Ядзя осталась жить с бабкой – с мачехой сразу же возникла взаимная неприязнь. Когда же бабка умерла, Ядзя подалась в Варшаву – «в люди». Ей пошёл 18-й год.  Она работала то нянькой, то прислугой, сменив около десятка хозяев – несмотря на «простое» происхождение, нрава она было что ни на есть гордого и характера независимого – не прощала хозяевам ни грубого обращения, ни грязных домогательств. И едва кто-то из них позволял себе по отношению к ней что-то, что казалось ей недопустимым, она тут же покидала этот дом.

До того, как Макс Штилерман нанял Ядвигу для ухода за племянником, она работала горничной и кухаркой в богатой еврейской семье Шимоновских.  «Глава» семьи – не очень удачливый коммерсант пан Гжегож, был человеком безвольным и мягкотелым. Он целиком и полностью был «под каблуком» своей жены, которая его ни в грош не ставила. Помимо весьма пышных форм, низкого голоса и тройного подбородка, на котором красовалась огромная бородавка, г-жа Голда Шимоновски обладала еще целым рядом всевозможных достоинств, главным из которых, однако, было баснословное приданное, унаследованное ею от отца.

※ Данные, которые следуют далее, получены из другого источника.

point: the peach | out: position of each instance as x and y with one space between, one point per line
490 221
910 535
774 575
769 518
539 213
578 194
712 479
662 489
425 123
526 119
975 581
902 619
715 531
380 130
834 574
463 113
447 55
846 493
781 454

Но несмотря на приданное, женихи не стояли в очереди к Голде Евсеевне с предложениями руки и сердца. И поэтому, когда врачи сообщищли её отцу о том, что дни его сочтены, он буквально насильно – под угрозой увольнения – женил Гжегожа, бедного конторщика, на своей дочери.

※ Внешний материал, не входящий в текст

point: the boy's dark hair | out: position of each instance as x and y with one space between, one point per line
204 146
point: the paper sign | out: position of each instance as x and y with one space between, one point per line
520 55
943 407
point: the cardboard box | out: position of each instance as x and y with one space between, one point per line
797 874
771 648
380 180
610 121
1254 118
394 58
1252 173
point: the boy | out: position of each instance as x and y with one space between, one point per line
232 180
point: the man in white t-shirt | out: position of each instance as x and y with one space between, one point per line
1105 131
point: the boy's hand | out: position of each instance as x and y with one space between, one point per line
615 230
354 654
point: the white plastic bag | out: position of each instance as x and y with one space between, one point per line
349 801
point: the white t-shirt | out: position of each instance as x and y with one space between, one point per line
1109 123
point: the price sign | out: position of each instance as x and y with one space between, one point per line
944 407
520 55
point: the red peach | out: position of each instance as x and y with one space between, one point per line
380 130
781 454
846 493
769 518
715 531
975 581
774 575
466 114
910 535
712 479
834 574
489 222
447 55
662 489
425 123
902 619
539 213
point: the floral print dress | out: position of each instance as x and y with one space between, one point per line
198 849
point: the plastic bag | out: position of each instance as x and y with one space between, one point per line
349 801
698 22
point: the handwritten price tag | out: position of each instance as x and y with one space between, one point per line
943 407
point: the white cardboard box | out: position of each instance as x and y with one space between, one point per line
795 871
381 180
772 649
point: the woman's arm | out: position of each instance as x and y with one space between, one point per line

Господин Шимоновский смертельно боялся своей супруги. Она его держала «на коротком поводке» и, как гимназисту, выдавала лишь мелкие суммы на «карманные расходы». Он называл себя коммерсантом и финансистом – но его «финансовая» деятельность заключалась в каждодневных праздных шатаниях и пустой болтовне с курьерами в вестибюле Биржи, а «коммерция» - в продаже заезжим коммивояжёрам серебряных ложек или мелких безделушек, украденных из дому … Детей у них не было – судя по всему, жена не слишком обременяла своего мужа исполнением супружеского долга. Посему очень скоро пан Гжегож «положил глаз» на Ядвигу. Несмотря на то, что она одевалась по-деревенски, носила простые блузки и длинные юбки из грубой ткани, заматывала голову платком, а её внешний вид завершал неизменный закрытый фартук из серой холстины, пан Шимоновский, обделённый плотскими наслаждениями, нашёл горничную очень привлекательной и весьма достойной самых изысканных и нежных чувств.

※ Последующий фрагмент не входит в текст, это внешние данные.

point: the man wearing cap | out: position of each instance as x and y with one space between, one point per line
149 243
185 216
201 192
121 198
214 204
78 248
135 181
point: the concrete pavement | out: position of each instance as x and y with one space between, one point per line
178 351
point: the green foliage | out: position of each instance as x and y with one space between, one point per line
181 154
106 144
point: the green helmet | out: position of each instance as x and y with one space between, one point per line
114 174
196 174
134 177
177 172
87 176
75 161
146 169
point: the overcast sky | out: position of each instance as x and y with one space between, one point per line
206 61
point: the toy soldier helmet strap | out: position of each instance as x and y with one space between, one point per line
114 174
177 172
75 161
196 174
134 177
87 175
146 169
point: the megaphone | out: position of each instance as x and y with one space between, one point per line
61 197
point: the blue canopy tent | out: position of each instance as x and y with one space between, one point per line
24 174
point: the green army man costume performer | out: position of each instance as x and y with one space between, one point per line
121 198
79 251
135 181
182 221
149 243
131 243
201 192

Как-то воспользовавшись отсутствием супруги, он пробрался в её спальню – которую Ядвига как раз в тот момент прибирала – и, незаметно подкравшись сзади, обхватил горничную за талию. От неожиданности, она потеряла равновесие, и пан Гжегож, недолго думая, повалил её на широкое супружеское ложе. Но сильная крестьянская девушка быстро опомнилась – вскочила на ноги и, отвесив звонкую пощёчину незадачливому донжуану, выбежала из спальни.  Она тут же поднялась наверх, в свою каморку, и начала собирать нехитрые пожитки. Спустившись вниз, в гостиную, она застала там хозяина. Тот сидел в глубоком кресле, обхватив голову руками. Увидев Ядвигу, он тут же вскочил – и упал на колени со словами: «Умоляю вас, простите! Бес попутал… Это больше никогда не повторится, обещаю вам. И ради Бога, ничего не говорите супруге…» Раскаяние пана Гжегожа казалось ей таким искренним, что она решила остаться…

Скандал разразился через несколько дней. У мадам Шимоновски пропал золотой медальон с фотографией её покойной матери. Голда надевала его только раз в год – в день памяти по умершей. Собираясь на кладбище, облаченная в траурное платье примерная дочь, как обычно, раскрыла небольшую шкатулку, в которой хранился медальон – но его там не оказалось… Они перевернули весь дом, но ничего не нашли. Пан Гжегож предложил супруге обыскать всех слуг и их комнаты. Дом заперли на замок, и начался обыск…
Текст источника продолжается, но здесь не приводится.